Page MenuHomePhabricator

(euwiki) Mysterious, coordinated slowdowns every ~ 25 minutes on API servers
Closed, ResolvedPublic

Description

Since august 21st (after the train was deployed to group1, but not necessarily because of that), we've started seeing occasions in which the two full-php7 api servers with high traffic would:

  • Spike up in cpu
  • Occupy all the fpm workers as busy
  • raise the response times.

The weirdest part of it is the slowdowns appear to happen in tandem between the two servers, at the same times.

This is also probably the cause of the slowdowns noticed by @Tarrow in T230976

We've identified most slow requests seem to come from parsoid, but I will be more precise when the investigation happens.

T231011.png (1×3 px, 348 KB)

It appears that this is related when templates change on euwiki (just a theory). Even if this is due to templates changes, it shouldn't be slowing down our API as much as it does

Event Timeline

Joe triaged this task as High priority.Aug 22 2019, 2:20 PM

Mentioned in SAL (#wikimedia-operations) [2019-08-22T14:37:19Z] <_joe_> restarting php-fpm on mw1348 to observe the effect on the slowdown, T231011

First smoking gun is in all the intervals I controlled the offender was parsoid-batch with quite large requests. I'm trying to gathering more cases to create a better statistics.

Mentioned in SAL (#wikimedia-operations) [2019-08-29T08:11:21Z] <_joe_> disabling zend GC on mw1347, testing an hypothesis for T231011

Looks like this is back since yesterday:

gets.png (1×3 px, 170 KB)

apiload.png (943×3 px, 1 MB)

Logs show many requests that take a long time to finish are of type action=parsoid-batch on euwiki version 1.34.0-wmf.23

jijiki renamed this task from Mysterious, coordinated slowdowns every ~ 25 minutes on mw1347,mw1348 (php7 api servers) to Mysterious, coordinated slowdowns every ~ 25 minutes on API servers.Oct 29 2019, 1:29 PM

@Ladsgroup might be on the correct track here. The spikes neatly coincide with the WD bot updates.

@Ladsgroup might be on the correct track here. The spikes neatly coincide with the WD bot updates.

The patch that actually smooths this just got merged.

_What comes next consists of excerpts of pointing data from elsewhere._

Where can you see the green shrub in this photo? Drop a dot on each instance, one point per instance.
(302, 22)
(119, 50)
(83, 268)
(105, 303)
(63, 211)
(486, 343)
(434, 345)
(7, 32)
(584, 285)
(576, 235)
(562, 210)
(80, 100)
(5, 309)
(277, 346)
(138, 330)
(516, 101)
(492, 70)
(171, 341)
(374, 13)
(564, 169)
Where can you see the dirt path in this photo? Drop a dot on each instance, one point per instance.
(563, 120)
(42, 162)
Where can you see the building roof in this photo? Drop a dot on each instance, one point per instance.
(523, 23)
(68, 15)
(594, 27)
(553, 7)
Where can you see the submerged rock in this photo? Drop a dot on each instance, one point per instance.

Planning to backport it now.

Mentioned in SAL (#wikimedia-operations) [2019-11-14T16:04:20Z] <ladsgroup@deploy1001> Synchronized php-1.35.0-wmf.5/extensions/Wikibase: [[gerrit:550828|Put a layer of APC cache on top of reading wb_terms in SqlEntityInfoBuilder]] (T231011 T229407 T236681), Try II (duration: 00m 56s)

@Theklan might be interested in watching this task too.

jijiki renamed this task from Mysterious, coordinated slowdowns every ~ 25 minutes on API servers to (euwiki) Mysterious, coordinated slowdowns every ~ 25 minutes on API servers.Nov 15 2019, 10:51 AM
jijiki updated the task description. (Show Details)

Last days I have been heavily merging some templates, and it may be related.

@Theklan We suspect it is something on the production side since we have noticed this behaviour in the past. Moreover, this is not the only wiki where templates are changed, but it manages to standout in our investigations, which shouldn't happen. Nevertheless, thanks for letting us know :)

Ok! Now there's nothing special happening at euwiki and there are not new merges happening, so it should be another thing.

Anybody knows if this is still an issue nowadays?

Joe claimed this task.

Yes, this is yet another WTF resolved by killing parsoid-js.